Michael Holcomb, a probationary employee, was terminated from his employment as a maintenance laborer with the Westchester County Department of Environmental Facilities [DEF]. Local 860 filed charges with PERB alleged that Holcomb’s discharge violated Civil Service Law Section 209-a(1)(a) and Section 209-a(1)(c).

PERB’s Administrative Law Judge [ALJ] determined that the Holcomb’s probationary evaluation and discharge recommendation by his supervisor were tainted by union animus and therefore an improper employer practice. The ALJ noted that in the comment section of the evaluation form, Holcomb supervisor wrote that Holcomb tries to get involved with every bodies [sic] union business even if they don’t want him involved.

Because of deficiencies in the proof, however, the ALJ was unable to conclude whether Holcomb’s employment would have been continued absent union animus. DEF was directed to reinstate Holcomb with back pay and benefits and to perform a de novo evaluation of Holcomb’s job performance after a probationary period, without consideration of his union activities.

PERB affirmed the ALJ’s finding of an improper employer practice but modified the remedy. It directed that Holcomb be reinstated to his former job title in another county agency in which he was to serve a second probationary period and be evaluated as to his performance in his new position. PERB also ruled that its ALJ’s unconditional order of back pay and benefits was inappropriate and decided that Holcomb would be entitled to reimbursement for lost pay and benefits only if the de novo evaluation resulted in a recommendation that his employment be continued.

The general rule in cases alleging improper motivation based on union animus is that the employee must demonstrate a prima facie case of such motivation.

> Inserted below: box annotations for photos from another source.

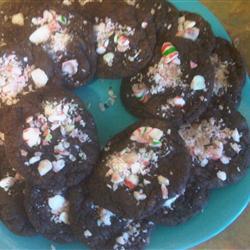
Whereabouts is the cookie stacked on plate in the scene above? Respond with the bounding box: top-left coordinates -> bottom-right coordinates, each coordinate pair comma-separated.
0,0 -> 250,249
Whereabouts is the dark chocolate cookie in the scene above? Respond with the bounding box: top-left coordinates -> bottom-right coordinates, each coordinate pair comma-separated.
69,184 -> 128,249
89,120 -> 191,219
121,38 -> 214,125
176,11 -> 215,55
25,186 -> 75,243
5,88 -> 99,189
82,1 -> 155,78
0,43 -> 53,112
102,220 -> 154,250
0,143 -> 36,236
179,109 -> 250,188
210,37 -> 246,110
25,2 -> 96,88
150,178 -> 209,226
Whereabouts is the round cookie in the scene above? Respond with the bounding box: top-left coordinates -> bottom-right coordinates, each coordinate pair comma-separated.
0,43 -> 53,113
121,38 -> 214,125
25,186 -> 75,243
88,120 -> 191,219
210,37 -> 246,109
176,11 -> 215,55
102,220 -> 154,250
5,88 -> 99,189
150,178 -> 209,226
82,1 -> 155,78
0,145 -> 36,236
69,184 -> 127,249
179,109 -> 250,188
25,2 -> 96,88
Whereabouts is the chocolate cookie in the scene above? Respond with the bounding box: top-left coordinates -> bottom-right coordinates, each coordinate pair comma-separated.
89,120 -> 191,219
25,2 -> 96,88
0,43 -> 53,113
0,143 -> 36,236
102,220 -> 154,250
70,185 -> 128,249
176,11 -> 215,55
121,38 -> 214,125
179,109 -> 250,188
210,37 -> 246,110
150,178 -> 209,226
82,1 -> 155,78
5,88 -> 99,189
25,186 -> 75,243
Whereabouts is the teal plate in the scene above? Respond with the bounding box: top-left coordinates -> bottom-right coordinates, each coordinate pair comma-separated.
0,0 -> 250,250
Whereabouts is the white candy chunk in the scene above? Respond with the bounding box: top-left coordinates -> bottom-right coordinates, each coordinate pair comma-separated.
29,25 -> 51,45
133,191 -> 147,201
83,229 -> 92,238
62,59 -> 78,76
126,174 -> 139,186
190,75 -> 206,91
31,68 -> 49,88
150,128 -> 163,140
103,52 -> 115,67
38,160 -> 53,176
52,159 -> 65,173
232,128 -> 241,142
163,194 -> 180,210
0,177 -> 16,191
170,96 -> 186,107
59,212 -> 69,224
217,170 -> 227,181
184,20 -> 196,29
11,13 -> 24,26
29,156 -> 41,164
220,155 -> 231,165
96,46 -> 106,55
157,175 -> 169,186
23,128 -> 41,147
97,208 -> 114,226
48,194 -> 67,214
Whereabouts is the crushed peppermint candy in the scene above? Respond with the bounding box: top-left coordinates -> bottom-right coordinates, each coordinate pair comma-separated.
190,75 -> 206,91
176,16 -> 200,41
0,52 -> 48,105
29,10 -> 73,60
83,229 -> 92,238
210,54 -> 229,96
48,194 -> 69,224
97,208 -> 115,226
94,17 -> 135,55
179,118 -> 241,167
217,170 -> 227,181
106,148 -> 158,191
130,127 -> 164,147
20,98 -> 91,176
147,56 -> 185,95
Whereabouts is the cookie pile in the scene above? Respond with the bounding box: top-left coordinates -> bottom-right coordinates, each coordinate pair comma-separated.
0,0 -> 250,250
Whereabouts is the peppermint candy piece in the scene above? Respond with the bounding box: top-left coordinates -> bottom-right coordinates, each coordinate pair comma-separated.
31,68 -> 49,88
130,127 -> 163,147
62,59 -> 78,76
29,25 -> 51,45
190,75 -> 206,91
23,128 -> 41,148
11,13 -> 24,26
132,83 -> 149,103
38,160 -> 53,176
161,42 -> 179,63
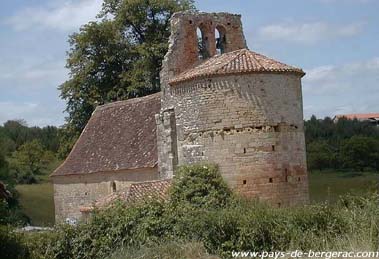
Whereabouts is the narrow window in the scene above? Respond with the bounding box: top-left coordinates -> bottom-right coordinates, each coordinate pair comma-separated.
196,27 -> 209,60
215,25 -> 226,55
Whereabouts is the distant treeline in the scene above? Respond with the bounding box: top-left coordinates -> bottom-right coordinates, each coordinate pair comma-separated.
0,116 -> 379,187
305,116 -> 379,171
0,120 -> 59,184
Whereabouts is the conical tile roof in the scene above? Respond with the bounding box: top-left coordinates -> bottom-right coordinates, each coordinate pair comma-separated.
170,49 -> 305,84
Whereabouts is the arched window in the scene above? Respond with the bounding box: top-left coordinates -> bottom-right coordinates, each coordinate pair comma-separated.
215,25 -> 226,55
196,27 -> 209,60
111,181 -> 117,192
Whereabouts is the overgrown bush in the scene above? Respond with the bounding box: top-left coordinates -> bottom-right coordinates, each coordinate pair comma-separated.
18,165 -> 379,259
170,164 -> 231,208
107,242 -> 218,259
0,225 -> 29,259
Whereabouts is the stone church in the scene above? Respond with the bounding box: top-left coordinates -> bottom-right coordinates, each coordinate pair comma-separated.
52,12 -> 308,221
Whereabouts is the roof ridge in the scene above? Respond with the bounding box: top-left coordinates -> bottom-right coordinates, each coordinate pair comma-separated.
96,92 -> 161,110
169,48 -> 305,84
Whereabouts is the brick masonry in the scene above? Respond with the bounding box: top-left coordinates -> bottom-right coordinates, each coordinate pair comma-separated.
53,12 -> 309,221
157,13 -> 309,206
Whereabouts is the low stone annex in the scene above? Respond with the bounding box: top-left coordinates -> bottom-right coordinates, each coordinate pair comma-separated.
52,12 -> 308,221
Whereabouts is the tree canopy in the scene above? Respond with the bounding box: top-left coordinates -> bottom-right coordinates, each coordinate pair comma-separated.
59,0 -> 194,157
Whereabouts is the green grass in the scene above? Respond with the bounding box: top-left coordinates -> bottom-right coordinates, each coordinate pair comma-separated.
16,172 -> 379,226
309,171 -> 379,203
16,183 -> 54,226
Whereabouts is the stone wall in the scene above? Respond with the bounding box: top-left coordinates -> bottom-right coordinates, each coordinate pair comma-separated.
160,12 -> 247,110
169,73 -> 308,205
52,168 -> 158,222
155,109 -> 178,179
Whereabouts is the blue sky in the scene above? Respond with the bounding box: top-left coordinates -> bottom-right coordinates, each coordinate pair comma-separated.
0,0 -> 379,126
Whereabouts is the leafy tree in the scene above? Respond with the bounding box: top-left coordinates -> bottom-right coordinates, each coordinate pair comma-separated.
10,140 -> 54,183
59,0 -> 194,156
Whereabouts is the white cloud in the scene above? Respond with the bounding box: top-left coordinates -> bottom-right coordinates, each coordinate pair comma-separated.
303,57 -> 379,117
258,22 -> 363,43
0,60 -> 68,91
5,0 -> 102,31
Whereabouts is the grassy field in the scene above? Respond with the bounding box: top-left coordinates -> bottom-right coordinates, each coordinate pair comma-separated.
309,171 -> 379,203
16,183 -> 54,226
13,172 -> 379,226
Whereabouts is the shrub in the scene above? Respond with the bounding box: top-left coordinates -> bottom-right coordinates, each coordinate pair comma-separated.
16,165 -> 379,259
170,164 -> 231,208
0,226 -> 29,259
111,242 -> 218,259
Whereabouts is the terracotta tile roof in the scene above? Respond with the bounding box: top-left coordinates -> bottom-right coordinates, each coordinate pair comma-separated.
52,93 -> 161,176
336,113 -> 379,120
170,49 -> 305,84
80,180 -> 171,212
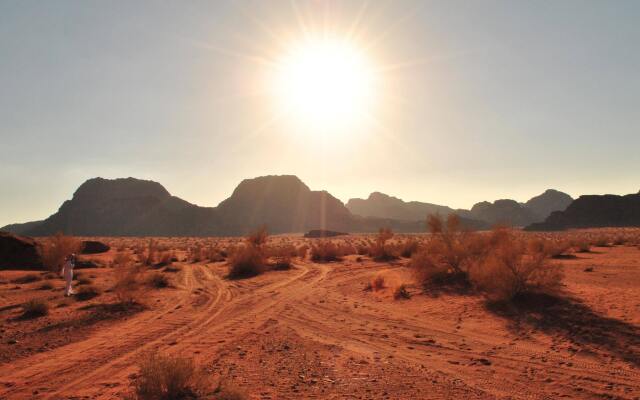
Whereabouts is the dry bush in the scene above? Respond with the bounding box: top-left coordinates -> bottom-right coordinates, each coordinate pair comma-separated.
471,233 -> 563,301
135,353 -> 209,400
573,239 -> 591,253
531,240 -> 571,258
409,214 -> 482,285
147,272 -> 169,289
593,235 -> 611,247
408,249 -> 452,285
245,225 -> 269,247
266,244 -> 298,271
393,284 -> 411,300
311,240 -> 342,262
144,239 -> 158,266
205,244 -> 227,262
76,285 -> 100,301
20,299 -> 49,319
40,232 -> 82,271
229,242 -> 267,279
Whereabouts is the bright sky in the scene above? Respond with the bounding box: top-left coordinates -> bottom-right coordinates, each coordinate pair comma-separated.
0,0 -> 640,226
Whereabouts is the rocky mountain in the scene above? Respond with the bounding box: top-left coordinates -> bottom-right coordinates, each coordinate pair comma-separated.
0,232 -> 42,270
525,189 -> 573,222
347,189 -> 572,226
346,192 -> 454,221
525,193 -> 640,231
468,199 -> 537,226
2,175 -> 485,236
23,178 -> 220,236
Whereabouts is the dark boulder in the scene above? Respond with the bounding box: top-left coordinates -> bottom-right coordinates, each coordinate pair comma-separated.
0,232 -> 43,269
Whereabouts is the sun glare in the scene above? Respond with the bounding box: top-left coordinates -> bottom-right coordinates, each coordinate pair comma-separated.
273,38 -> 376,132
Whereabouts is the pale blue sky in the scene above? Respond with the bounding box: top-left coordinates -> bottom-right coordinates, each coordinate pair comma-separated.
0,0 -> 640,226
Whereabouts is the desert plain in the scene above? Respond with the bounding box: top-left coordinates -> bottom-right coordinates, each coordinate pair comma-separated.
0,229 -> 640,399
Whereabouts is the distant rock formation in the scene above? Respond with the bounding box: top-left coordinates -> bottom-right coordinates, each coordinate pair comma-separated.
0,232 -> 42,269
470,199 -> 536,226
3,175 -> 486,236
526,193 -> 640,231
23,178 -> 220,236
525,189 -> 573,222
81,240 -> 111,254
346,192 -> 454,221
347,189 -> 572,226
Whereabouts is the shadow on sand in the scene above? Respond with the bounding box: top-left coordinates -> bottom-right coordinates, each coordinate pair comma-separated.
488,294 -> 640,367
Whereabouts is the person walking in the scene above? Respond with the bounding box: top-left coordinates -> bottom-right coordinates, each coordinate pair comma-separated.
61,254 -> 76,297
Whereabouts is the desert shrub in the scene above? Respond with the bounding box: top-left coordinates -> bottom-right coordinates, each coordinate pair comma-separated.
147,272 -> 169,289
593,235 -> 610,247
21,299 -> 49,319
154,251 -> 176,268
369,228 -> 398,261
266,244 -> 298,270
144,239 -> 158,266
393,285 -> 411,300
408,249 -> 458,285
135,353 -> 208,400
40,232 -> 82,271
187,243 -> 205,263
471,234 -> 563,301
229,242 -> 267,278
42,272 -> 59,280
11,274 -> 42,285
573,239 -> 591,253
206,244 -> 226,262
76,285 -> 100,301
245,225 -> 269,247
409,214 -> 484,285
311,240 -> 342,262
542,240 -> 571,258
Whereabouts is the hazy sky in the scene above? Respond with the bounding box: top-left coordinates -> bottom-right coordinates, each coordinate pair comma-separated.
0,0 -> 640,226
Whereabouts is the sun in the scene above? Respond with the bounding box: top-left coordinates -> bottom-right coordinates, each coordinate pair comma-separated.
273,37 -> 377,132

Once this is done, the burden of persuasion shifts to the employer to establish that its actions were motivated by legitimate business reasons.

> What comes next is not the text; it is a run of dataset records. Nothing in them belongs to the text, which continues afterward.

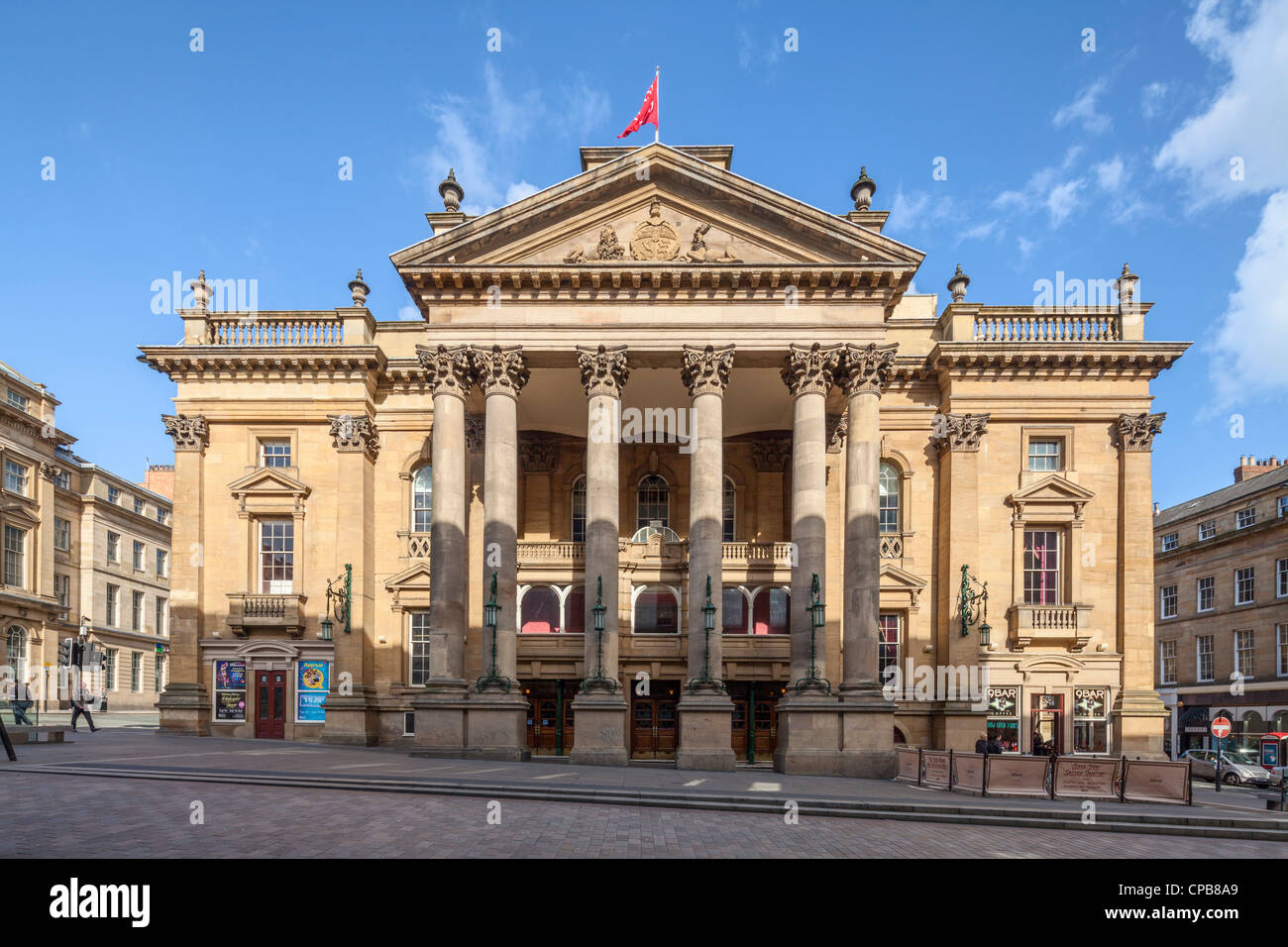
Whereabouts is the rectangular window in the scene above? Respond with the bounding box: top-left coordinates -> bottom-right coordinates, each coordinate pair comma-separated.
1073,686 -> 1109,753
1029,440 -> 1064,472
1158,638 -> 1176,684
1234,629 -> 1252,678
1158,585 -> 1176,618
408,612 -> 429,686
1024,530 -> 1060,605
877,613 -> 901,684
4,526 -> 27,588
1198,576 -> 1216,612
4,460 -> 27,496
259,519 -> 295,595
1194,635 -> 1214,681
1234,566 -> 1257,605
259,438 -> 291,467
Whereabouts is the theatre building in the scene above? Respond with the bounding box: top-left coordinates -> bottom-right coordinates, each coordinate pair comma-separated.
142,143 -> 1185,775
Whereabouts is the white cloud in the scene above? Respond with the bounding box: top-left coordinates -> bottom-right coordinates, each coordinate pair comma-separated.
1051,78 -> 1113,136
1154,0 -> 1288,210
1140,82 -> 1167,119
1210,191 -> 1288,407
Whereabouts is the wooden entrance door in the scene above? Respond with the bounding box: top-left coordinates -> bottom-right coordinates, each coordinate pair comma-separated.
631,697 -> 677,760
255,672 -> 286,740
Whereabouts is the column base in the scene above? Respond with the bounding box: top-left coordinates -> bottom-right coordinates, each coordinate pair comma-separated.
568,693 -> 627,767
318,686 -> 380,746
1112,690 -> 1172,760
675,693 -> 734,772
774,691 -> 896,780
156,682 -> 210,737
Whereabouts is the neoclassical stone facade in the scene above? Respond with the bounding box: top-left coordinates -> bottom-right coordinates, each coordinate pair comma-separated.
143,143 -> 1185,776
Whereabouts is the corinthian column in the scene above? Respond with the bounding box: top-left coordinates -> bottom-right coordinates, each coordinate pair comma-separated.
840,344 -> 899,695
570,346 -> 630,766
675,346 -> 734,771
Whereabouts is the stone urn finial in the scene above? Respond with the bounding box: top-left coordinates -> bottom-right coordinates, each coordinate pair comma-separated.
948,263 -> 970,303
438,167 -> 465,214
349,269 -> 371,308
850,164 -> 877,210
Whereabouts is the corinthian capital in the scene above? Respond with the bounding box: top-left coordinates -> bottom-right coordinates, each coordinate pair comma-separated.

The Appellate Division said that if an employer’s action was motivated by anti-union animus, it is irrelevant ... whether or not cause for the employer’s action in terminating [the employee] actually existed, citing Civil Service Employees Association, Local 1000 v New York State Public Employee Relations Board, 267 AD2d 935, 937. Where, said the court, it has been established that an improper practice led to the termination of the employee, PERB has directed “make whole relief,” including reinstatement with an unconditional award of back pay and benefits.

Finding that PERB concurred with the determination of its ALJ that Holcomb’s termination was unlawful, the Appellate Division concluded that “it is evident that PERB found that [Holcomb] had met [his] burden of establishing prima facie evidence of improper motivation.”

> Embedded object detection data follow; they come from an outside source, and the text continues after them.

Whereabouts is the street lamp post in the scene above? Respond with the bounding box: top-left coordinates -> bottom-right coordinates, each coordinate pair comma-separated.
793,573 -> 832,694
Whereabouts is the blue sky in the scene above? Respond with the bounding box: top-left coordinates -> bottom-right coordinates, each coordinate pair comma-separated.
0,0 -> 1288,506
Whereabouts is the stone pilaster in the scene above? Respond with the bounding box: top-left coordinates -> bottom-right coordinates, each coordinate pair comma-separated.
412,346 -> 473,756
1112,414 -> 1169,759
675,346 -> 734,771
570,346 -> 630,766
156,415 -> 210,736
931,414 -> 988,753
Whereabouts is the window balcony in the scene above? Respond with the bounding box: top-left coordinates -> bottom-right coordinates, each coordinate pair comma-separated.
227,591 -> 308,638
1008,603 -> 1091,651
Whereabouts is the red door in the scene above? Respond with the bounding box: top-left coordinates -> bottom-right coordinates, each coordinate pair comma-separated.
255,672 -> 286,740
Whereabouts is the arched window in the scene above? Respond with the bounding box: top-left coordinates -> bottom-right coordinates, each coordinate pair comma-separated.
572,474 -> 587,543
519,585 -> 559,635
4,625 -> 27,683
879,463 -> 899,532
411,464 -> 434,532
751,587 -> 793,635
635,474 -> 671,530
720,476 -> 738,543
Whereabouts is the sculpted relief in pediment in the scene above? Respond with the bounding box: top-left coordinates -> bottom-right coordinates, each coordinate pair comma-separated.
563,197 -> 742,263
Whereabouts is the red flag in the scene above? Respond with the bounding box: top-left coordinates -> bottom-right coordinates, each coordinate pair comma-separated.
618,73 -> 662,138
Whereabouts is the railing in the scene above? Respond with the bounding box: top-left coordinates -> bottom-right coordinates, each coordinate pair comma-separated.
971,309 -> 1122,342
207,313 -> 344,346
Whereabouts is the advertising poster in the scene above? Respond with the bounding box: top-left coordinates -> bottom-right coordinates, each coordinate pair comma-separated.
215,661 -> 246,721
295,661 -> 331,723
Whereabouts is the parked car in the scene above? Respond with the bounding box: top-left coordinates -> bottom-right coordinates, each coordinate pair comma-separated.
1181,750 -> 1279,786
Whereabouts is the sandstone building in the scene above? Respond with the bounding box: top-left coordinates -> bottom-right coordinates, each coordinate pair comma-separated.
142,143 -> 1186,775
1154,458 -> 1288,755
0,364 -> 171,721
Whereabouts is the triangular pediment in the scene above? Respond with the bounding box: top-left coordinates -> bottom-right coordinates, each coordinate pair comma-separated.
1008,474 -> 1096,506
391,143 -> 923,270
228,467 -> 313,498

Accordingly, the burden then shifted to DEF to show that its actions were founded on legitimate business concerns. DEF had to present evidence that Holcomb’s poor job performance justified his discharge.

As the ALJ held that the performance evaluation that precipitated the discharge was tainted by union animus, which rendered it impossible to determine whether Holcomb’s employment would have been continued absent the evaluation, DEF clearly failed to meet its burden.

The bottom line: Since DEF did not establish that Holcomb would have been discharged for reasons unrelated to union animus, it was unreasonable for PERB to have provided a remedy that penalized the employee for the employer’s failure of proof and thus Holcomb was entitled to an unconditional award of back pay and benefits.